# Erweiterung eines Programms



## Generic1 (7. Aug 2008)

Hallo,

ich plane gerade ein größeres Projekt und frage mich gerade wie ich die zukünftigen Erweiterungen berücksichtigen soll,
Ich plane natürlich in die Richtung das einige Patterns verwende (wos Sinn macht) aber mir geht der Gedanke mit den Plugins nicht mehr aus dem Kopf, macht es Sinn dass ich mein Projekt in die Richtung treibe, dass ich mit plugins das Programm erweitern könnte und wieviel Aufwand steckt dahinter, das so zu Realisieren,

Es geht um eine Datenbankanbindung auf der einen Seite (Model) und dem Darstellen der Daten auf der anderen Seite (View)
Das Projekt soll dann stetig erweitert werden,

Was denkt ihr darüber? Gibts vielleicht einen Link oder ein gutes Buch zu diesem Thema?


----------



## maki (7. Aug 2008)

Man hält das  Programm am flexibelsten in dem man nur Dinge einbaut, die gebraucht werden und genügend Unittests hat um Refactoring zu ermöglichen.


----------



## Generic1 (7. Aug 2008)

UnitTest sind sowieso Standard, und ich werd auch nur programmieren, was wirklich von nöten ist, aber ich möchte mir das Erweitern so einfach wie möglich machen, wenn ein Kunde etwas will, dann soll er sich das Plugin, dass ich ihm programmiere, einfach installieren,
es geht ja auch um die Vermeidung einer Neuinstallation, 
am Besten wäre es, wenn man die Erweiterung sogar zur Laufzeit tätigen kann,

Gibts in diese Richtung einen vernünftigen Lösungsweg?


----------



## maki (7. Aug 2008)

Was, wenn sich die Basis ändert, also keines der Plugins?

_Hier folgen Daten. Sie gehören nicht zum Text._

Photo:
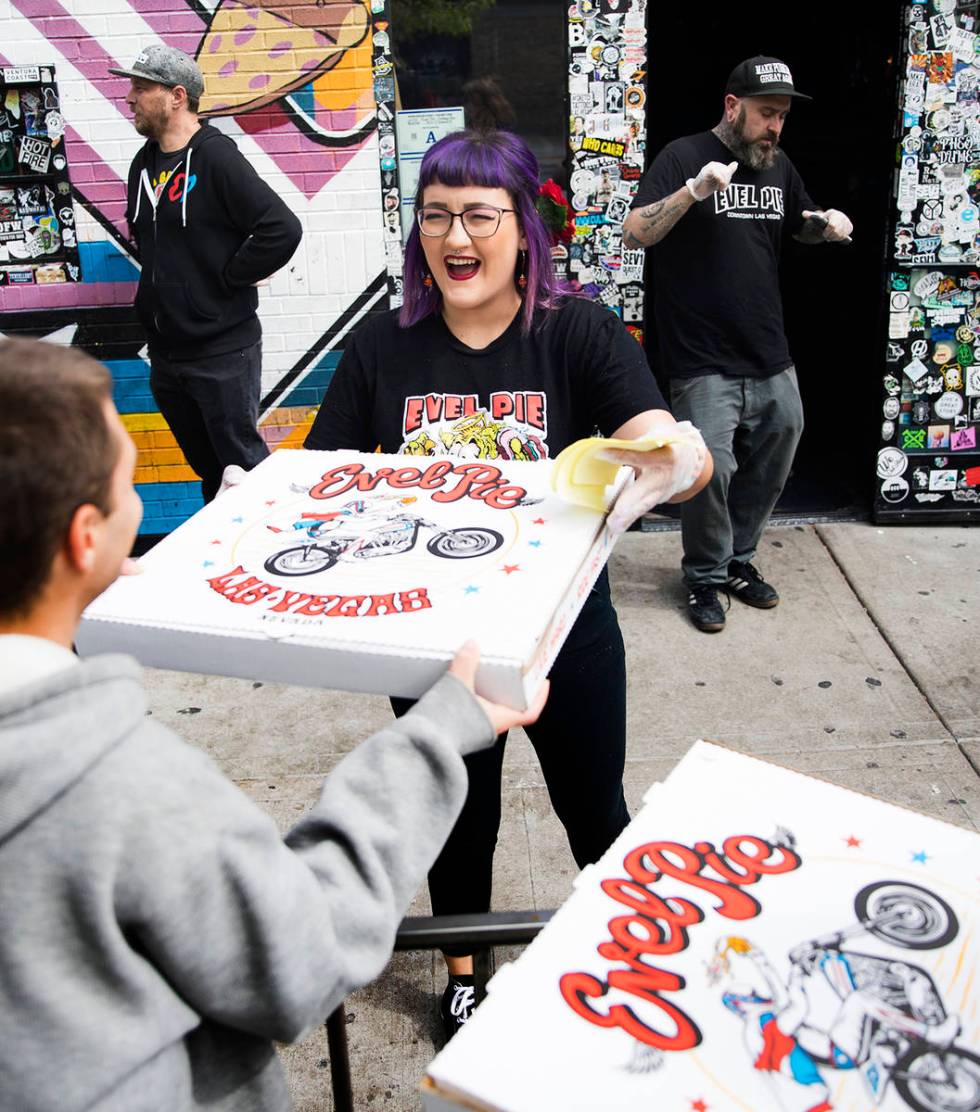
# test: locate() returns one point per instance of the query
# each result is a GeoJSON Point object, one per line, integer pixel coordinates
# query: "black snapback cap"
{"type": "Point", "coordinates": [762, 77]}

Beschreib doch mal ein bisschen mehr, muss dein Tool 24/7 laufen?

Desktop oder Serveranwendung?


----------



## Wildcard (7. Aug 2008)

OSGi dürfte dann Mittel der Wahl sein.


----------



## Generic1 (7. Aug 2008)

maki hat gesagt.:
			
		

> Was, wenn sich die Basis ändert, also keines der Plugins?
> 
> Beschreib doch mal ein bisschen mehr, muss dein Tool 24/7 laufen?
> 
> Desktop oder Serveranwendung?




Wenn sich die Basis ändert wird nichts anderes übrigbleiben, als eine Umprogrammierung aber aus erfahrung kann ich sagen dass die Basis meistens im Großen und Ganzen bestehen bleibt und nur zusätze erwünscht werden,

Es geht um eine Server-Client Anwendung, der Server stellt Daten von einem externen Gerät zur Verfügung, Clients können sich zum Verbinden und zyklich Daten vom Server Abfragen und stellen diese mit einer Swing GUI- dar, der Server stellt übrigens auch zyklische Anfragen an das externe Gerät,


----------



## Generic1 (7. Aug 2008)

Wildcard hat gesagt.:
			
		

> OSGi dürfte dann Mittel der Wahl sein.




hab mir gerade die Erklärung in wiki durchgelesen, hört sich interessant an obwohl ich noch keinen blassen Schimmer habe, wie ich das machen soll,
das OSGi- Framework wird wohl mit sehr viel Reflection arbeiten, kann das sein?


----------



## Wildcard (7. Aug 2008)

Nur mit Reflection kannst du anhand eines zur Laufzeit gegebenen Strings eines Klassennames ein Objekt erstellen, aber das läuft alles im Hintergrund und sollte dich nicht interessieren.
Der Punkt ist, das du mit einem OSGi Framework in der Lage bist Module zur Laufzeit hinzuzufügen, zu entfernen und zu aktualisieren und ich denke, das ist was du haben wolltest.
Auch Application Server wie zB JBoss werden in Zukunft auf OSGi basieren.


----------



## Generic1 (7. Aug 2008)

steht das OSGi irgendwie im Widerspruch zum MVC Pattern oder unterstützen sich beide? 
[Diese Frage könnte allerdings jetzt völliger nonsense sein aber meine Anwendung baut jetzt auf dieses Pattern auf und ich versuch mir gerade einen Überblick zu verschaffen, wie ich das OSGi implementieren könnte]


----------



## Wildcard (7. Aug 2008)

Generic1 hat gesagt.:
			
		

> steht das OSGi irgendwie im Widerspruch zum MVC Pattern oder unterstützen sich beide?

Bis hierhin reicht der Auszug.